No one seems to be able to figure how to get the last part of line 3 to output correctly. I have tried a seperate echo and concatenation but neither work. Am i reading it wrong or is there a bug?

output.php
<?php
include "flavor.php";
echo "Hal's favorite flavor of ice cream is". $flavor .".;
$flavor = get_flavor();

2 Answers

Jennifer Nordell
MOD
Jennifer Nordell
Treehouse Moderator

Hi there, Cliff Jackson ! You've got a couple of things going on here. First, you're missing the ending ?> tag. Secondly, we cannot be guaranteed that there is any function named get_flavor() in the file you've imported. The challenge just specifies that the variable is defined there. So you will not need the last line.

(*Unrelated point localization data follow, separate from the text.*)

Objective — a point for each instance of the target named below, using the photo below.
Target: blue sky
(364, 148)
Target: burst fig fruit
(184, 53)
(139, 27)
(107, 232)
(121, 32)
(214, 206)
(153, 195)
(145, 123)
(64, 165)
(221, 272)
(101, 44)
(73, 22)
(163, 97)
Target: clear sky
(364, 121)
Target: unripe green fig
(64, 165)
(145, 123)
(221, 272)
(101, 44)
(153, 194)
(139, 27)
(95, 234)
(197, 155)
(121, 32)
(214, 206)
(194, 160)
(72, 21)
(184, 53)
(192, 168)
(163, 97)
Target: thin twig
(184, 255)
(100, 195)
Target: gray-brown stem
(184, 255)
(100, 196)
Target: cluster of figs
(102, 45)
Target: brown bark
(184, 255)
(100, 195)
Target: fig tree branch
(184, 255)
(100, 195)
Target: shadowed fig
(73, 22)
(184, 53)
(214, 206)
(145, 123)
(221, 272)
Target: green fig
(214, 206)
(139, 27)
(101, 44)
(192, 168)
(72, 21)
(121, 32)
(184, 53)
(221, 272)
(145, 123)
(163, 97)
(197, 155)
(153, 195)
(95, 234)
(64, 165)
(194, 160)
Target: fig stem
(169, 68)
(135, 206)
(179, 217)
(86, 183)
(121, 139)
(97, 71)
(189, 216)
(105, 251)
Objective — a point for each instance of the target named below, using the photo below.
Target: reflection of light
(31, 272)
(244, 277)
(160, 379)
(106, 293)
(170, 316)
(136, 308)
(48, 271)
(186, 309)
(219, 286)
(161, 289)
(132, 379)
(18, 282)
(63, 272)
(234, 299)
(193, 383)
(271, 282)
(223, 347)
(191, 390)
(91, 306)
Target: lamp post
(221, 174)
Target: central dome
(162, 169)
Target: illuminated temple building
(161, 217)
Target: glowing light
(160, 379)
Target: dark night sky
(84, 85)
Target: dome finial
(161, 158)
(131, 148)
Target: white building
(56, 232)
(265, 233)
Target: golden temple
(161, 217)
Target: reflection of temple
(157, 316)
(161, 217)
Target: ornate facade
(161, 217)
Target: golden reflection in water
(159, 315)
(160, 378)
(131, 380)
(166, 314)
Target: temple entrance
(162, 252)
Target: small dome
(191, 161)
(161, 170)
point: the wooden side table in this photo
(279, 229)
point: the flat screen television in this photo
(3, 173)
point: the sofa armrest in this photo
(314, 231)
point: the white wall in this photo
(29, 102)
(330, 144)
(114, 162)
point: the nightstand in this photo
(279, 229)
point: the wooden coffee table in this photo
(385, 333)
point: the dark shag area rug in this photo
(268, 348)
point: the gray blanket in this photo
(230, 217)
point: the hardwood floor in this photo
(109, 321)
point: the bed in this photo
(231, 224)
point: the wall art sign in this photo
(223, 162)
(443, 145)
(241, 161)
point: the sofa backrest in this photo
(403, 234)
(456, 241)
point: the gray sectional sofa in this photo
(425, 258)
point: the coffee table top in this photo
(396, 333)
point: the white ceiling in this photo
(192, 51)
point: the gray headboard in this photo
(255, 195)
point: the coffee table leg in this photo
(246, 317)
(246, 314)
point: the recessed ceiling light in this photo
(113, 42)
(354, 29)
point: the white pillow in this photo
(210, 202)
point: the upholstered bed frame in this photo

You can use either concatenation here (as you're attempting to do now) or you can opt to use the double quotation marks to expand the value of the variable in place (interpolation). However, your current echo statement would be correct except for two small things. You are missing an ending quotation mark after the last "." which is causing a syntax error and you forgot to account for a space before the $flavor. I would expect to see a space between "is" and the ending quotation mark there.

But again, you could opt to not use concatenation at all. It's likely simpler to use the interpolation.

For example:

<?php
  $student = "Cliff";
  echo "Hi there, $student!  Nice to meet you.";
?>

This would echo out "Hi there, Cliff! Nice to meet you." By using the double quotation marks we can expand the variable in place without concatenation.

Hope this helps! :sparkles:

Cliff Jackson
Cliff Jackson
2,886 Points

Hi Jennifer, The challenge passes until stage 3 and then fails every time no matter what way you try to output the variable, if you remove the line 4 it fails.

Jennifer Nordell
Jennifer Nordell
Treehouse Moderator

Hi there, again, Cliff Jackson. Sorry about that, you are correct that in step 2 you need to call the get_flavor() method. But again, you had a syntax error in your code. Furthermore, you have to call it before the echo statement. You are trying to echo out a variable that does not yet have a value.

I can get it to pass with both concatenation and without.

Take a look:

<?php
include "flavor.php";
$flavor = get_flavor();
echo "Hal's favorite flavor of ice cream is $flavor.";

?>

The echo line could also be:

// note how I h ave an extra space after is and another quotation mark after the ending full stop
echo "Hal's favorite flavor of ice cream is " . $flavor . ".";

Either one of those pass for me. Hope this helps! :sparkles:

Spenser Hale
Spenser Hale
18,327 Points

Hey Cliff

It would be useful for the community if you selected Jennifer's answer as best answer, so we know your question has been resolved.

Thanks